The plaintiff insurer argued that vessel X was insured under a hull insurance contract, alleging that the first defendant, the carrier, was the policyholder, while the second defendant, the owner of the vessel, was the insured. On 1 August 2003, while en route to ... Port, vessel X suffered an explosion and fire, leaving it stranded in the middle of the sea. The crew extinguished the fire. Based on the classification society's advice that the vessel could continue sailing with its turbocharger deactivated, it headed towards ... Port to unload its cargo. On 9 August 2003, under normal sea and weather conditions, vessel X sank along with its cargo. Indemnity payments were made to the cargo interest under the policies. The plaintiff insurer alleged that it had been subrogated into the claim rights against the defendant carrier and shipowner and demanded from the defendants, jointly and severally, the equivalent to 640,946.00 SDRs in TRY, with interest, costs, and attorney fees.

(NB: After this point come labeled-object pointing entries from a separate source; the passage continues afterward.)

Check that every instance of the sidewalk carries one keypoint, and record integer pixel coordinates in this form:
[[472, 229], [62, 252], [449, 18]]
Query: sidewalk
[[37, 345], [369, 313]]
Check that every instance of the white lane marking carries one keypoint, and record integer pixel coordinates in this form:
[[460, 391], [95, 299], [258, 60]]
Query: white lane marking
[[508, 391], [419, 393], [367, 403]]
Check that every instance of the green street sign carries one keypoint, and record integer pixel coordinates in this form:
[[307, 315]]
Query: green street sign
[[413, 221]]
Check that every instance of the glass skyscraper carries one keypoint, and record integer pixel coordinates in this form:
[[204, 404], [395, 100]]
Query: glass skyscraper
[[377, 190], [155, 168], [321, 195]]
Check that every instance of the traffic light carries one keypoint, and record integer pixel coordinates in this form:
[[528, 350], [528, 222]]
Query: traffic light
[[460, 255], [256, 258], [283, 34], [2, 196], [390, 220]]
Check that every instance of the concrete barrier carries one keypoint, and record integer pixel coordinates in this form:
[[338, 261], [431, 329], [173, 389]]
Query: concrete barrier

The first defendant stated that it was not the carrier and was not responsible for any damage. It confirmed that the vessel was fit for the journey - it was fully seaworthy in three aspects (the sea, the voyage, and the cargo) at the start and throughout the voyage. It argued that there was no connection between the turbocharger malfunction and the ship's sinking, and requested the dismissal of the case.
The second defendant contended that it was based in London and should be sued in the High Court of Justice in London, where it was domiciled.
The Commercial Court of First Instance determined that the carrier's failure to exercise due diligence in handling the cargo led to aggravated fault liability and contractual liability. The incident involved the vessel taking cargo from ... Port and heading to Algeria's ... Port when a fire broke out in its engine west of ... Island on 1 August 2003. Due to the damage, the engine was shut down following the operator's instructions for inspections and surveys, arriving at ... Port on 2 August 2003. On 9 August 2003, while 70 nm northeast of Greece's ... Port, water entered the engine room and then the cargo hold, causing the ship to sink. It was found that before departing from ... Port, the defendant carrier had conducted all necessary checks and surveys to ensure the vessel's suitability for the cargo, had received permission to depart from the Port Authority, and had also received approval from the relevant classification society, confirming the ship's fitness for the sea voyage from the start. However, water ingress after leaving ... Port was the sole result of a valve to the hold that may have been left open either while at ... Port or afterwards. Despite the carrier's due diligence, this deficiency, which impacted on the ship's cargoworthiness, could not have been detected. Thus, the carrier could not be held liable for this under art 1061 of the Turkish Commercial Code (No 6762, TCC) [based on art 3.2 of the Hague Rules and the Hague-Visby Rules], as such a deficiency could not have been foreseen by a prudent carrier.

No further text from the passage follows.